6.08.2003

MORE ON LOCAL JOB LOSSES: The Cleveland-Lorain SMSA lost 55,000 jobs during 2001 and 2002, according to a new report issued Saturday by the U.S. Conference of Mayors. Over 32,000 of those jobs went away during the "jobless recovery" of 2002. Cleveland's two-year total was eighth highest among U.S. metropolitan areas.

The Plain Dealer did not have the story in this morning's edition, although many other big-city papers did. (Here are the stories from Detroit, Indianapolis, and Boston.) Maybe it was just a deadline problem... we'll see about Monday.

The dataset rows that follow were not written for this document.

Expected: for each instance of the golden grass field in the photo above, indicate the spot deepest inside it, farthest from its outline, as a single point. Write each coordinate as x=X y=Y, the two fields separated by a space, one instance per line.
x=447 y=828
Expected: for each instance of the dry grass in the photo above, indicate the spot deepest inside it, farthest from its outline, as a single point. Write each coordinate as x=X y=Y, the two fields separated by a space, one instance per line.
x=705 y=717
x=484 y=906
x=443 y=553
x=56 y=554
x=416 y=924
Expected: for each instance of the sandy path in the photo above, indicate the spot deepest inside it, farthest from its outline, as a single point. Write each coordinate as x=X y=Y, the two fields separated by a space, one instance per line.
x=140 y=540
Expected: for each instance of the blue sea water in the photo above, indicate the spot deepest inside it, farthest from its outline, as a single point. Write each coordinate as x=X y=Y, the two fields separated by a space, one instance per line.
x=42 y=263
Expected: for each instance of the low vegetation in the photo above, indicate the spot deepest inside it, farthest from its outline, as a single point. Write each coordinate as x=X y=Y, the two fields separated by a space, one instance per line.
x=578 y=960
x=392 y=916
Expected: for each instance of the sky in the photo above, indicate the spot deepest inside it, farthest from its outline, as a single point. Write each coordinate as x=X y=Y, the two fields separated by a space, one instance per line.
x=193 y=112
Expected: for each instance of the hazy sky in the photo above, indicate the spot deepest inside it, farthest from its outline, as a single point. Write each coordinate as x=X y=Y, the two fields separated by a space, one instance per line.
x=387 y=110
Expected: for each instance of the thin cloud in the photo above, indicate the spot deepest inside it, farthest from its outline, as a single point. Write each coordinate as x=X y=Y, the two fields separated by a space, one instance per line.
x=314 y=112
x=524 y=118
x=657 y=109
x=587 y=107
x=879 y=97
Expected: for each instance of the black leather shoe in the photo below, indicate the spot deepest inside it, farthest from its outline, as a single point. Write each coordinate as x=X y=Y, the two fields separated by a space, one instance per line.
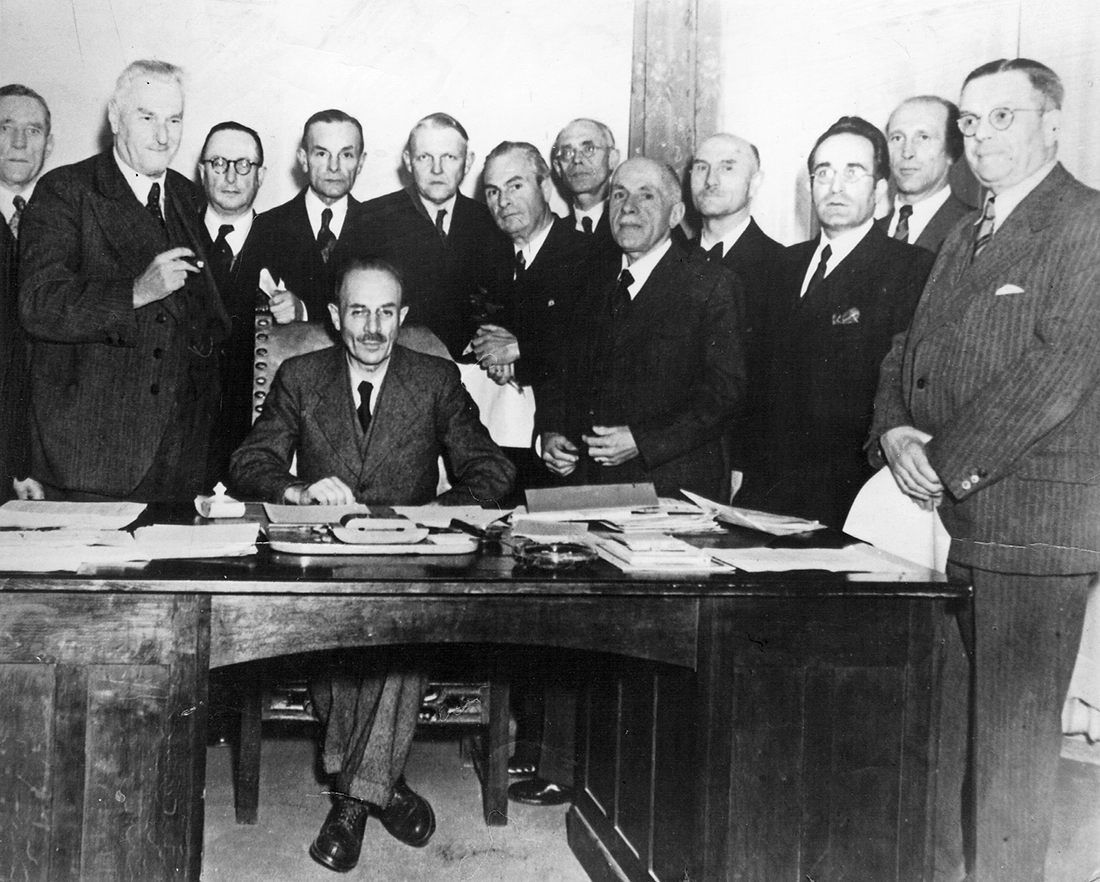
x=340 y=840
x=538 y=791
x=408 y=817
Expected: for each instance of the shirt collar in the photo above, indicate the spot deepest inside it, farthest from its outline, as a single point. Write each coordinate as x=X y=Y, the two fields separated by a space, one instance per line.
x=315 y=207
x=530 y=251
x=728 y=240
x=595 y=212
x=840 y=247
x=356 y=375
x=433 y=209
x=641 y=268
x=139 y=184
x=923 y=212
x=241 y=227
x=7 y=200
x=1008 y=199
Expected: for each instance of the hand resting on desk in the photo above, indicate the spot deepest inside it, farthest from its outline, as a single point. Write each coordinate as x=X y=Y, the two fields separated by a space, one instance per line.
x=328 y=491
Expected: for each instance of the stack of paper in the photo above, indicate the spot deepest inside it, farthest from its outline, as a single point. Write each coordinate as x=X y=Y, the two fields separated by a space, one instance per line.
x=207 y=540
x=653 y=552
x=777 y=525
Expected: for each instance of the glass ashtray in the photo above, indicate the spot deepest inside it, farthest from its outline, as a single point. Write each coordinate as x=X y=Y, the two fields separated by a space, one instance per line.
x=554 y=555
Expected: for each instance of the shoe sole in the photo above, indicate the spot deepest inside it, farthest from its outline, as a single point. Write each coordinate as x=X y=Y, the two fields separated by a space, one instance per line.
x=327 y=862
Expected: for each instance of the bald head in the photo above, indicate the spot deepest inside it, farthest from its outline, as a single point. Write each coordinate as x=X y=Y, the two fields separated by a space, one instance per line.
x=725 y=176
x=645 y=205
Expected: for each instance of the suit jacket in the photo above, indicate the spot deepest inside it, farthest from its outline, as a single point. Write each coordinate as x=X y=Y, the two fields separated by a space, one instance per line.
x=826 y=349
x=286 y=245
x=752 y=258
x=450 y=285
x=541 y=301
x=934 y=233
x=109 y=381
x=422 y=411
x=240 y=297
x=1001 y=366
x=671 y=367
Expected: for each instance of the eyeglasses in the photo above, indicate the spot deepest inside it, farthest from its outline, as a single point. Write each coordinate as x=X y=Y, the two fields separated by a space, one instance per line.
x=1000 y=118
x=219 y=165
x=826 y=174
x=587 y=151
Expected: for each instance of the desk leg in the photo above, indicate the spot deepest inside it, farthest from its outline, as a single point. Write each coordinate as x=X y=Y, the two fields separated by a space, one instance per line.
x=102 y=740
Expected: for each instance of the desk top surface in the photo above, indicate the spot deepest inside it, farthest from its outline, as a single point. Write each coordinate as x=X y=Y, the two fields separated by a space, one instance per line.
x=491 y=571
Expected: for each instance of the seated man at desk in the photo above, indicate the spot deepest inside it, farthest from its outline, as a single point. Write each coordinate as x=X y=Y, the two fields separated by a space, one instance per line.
x=369 y=421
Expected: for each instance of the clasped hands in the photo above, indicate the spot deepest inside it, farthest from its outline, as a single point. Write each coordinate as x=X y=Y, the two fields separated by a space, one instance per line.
x=607 y=445
x=904 y=450
x=497 y=352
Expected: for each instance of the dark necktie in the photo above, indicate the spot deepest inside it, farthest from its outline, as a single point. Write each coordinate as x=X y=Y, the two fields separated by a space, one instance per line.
x=222 y=257
x=153 y=204
x=818 y=275
x=620 y=297
x=364 y=406
x=902 y=232
x=985 y=228
x=326 y=239
x=20 y=204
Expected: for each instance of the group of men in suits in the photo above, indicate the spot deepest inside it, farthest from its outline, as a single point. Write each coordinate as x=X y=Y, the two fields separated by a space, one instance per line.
x=703 y=364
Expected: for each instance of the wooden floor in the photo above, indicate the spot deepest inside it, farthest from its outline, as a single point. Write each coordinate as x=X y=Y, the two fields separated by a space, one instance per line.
x=531 y=848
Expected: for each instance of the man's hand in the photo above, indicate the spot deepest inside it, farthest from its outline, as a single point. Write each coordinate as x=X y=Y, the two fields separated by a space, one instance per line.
x=611 y=444
x=495 y=345
x=903 y=447
x=28 y=488
x=328 y=491
x=167 y=273
x=286 y=307
x=559 y=453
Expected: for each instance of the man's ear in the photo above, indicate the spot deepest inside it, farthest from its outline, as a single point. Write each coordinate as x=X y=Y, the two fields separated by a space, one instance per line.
x=677 y=215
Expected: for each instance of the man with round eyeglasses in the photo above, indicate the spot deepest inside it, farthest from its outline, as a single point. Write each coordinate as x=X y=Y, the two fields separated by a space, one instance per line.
x=231 y=169
x=584 y=156
x=989 y=409
x=834 y=306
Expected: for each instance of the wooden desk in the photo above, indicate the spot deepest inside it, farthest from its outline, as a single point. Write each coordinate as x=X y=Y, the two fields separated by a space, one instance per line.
x=767 y=727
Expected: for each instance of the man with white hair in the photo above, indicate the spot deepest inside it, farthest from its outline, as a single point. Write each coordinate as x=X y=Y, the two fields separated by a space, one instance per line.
x=123 y=315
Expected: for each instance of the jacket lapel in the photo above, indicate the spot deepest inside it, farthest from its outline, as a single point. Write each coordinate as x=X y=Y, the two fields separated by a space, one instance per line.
x=333 y=411
x=397 y=407
x=956 y=280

MORE ON CLEVELAND MEDIA OWNERSHIP: What the PD did have this morning was a long front-page report on local implications of this week's FCC media ownership decision, with accompanying info on the concentrated out-of-town ownership of Cleveland radio and TV stations (and the PD itself.) Strangely, none of this is posted on cleveland.com.

My big question on this topic is: With all of Cuyahoga County's local broadcast frequencies taken up by outside corporate owners, why is there so little interest in creating alternatives? Where are Cleveland's radio entrepreneurs?

Remember the FCC shutdown of five Cleveland "pirate radio stations" a few years ago? But when the FCC solicited applications for Low Power FM licenses, there was virtually no interest here. (FCC records show 110 applications filed from Ohio, but only one from Cuyahoga County.) And there's no apparent upsurge of Internet radio sites based here, either. What's the matter... no one in Cleveland wants to hear the sound of our own voices?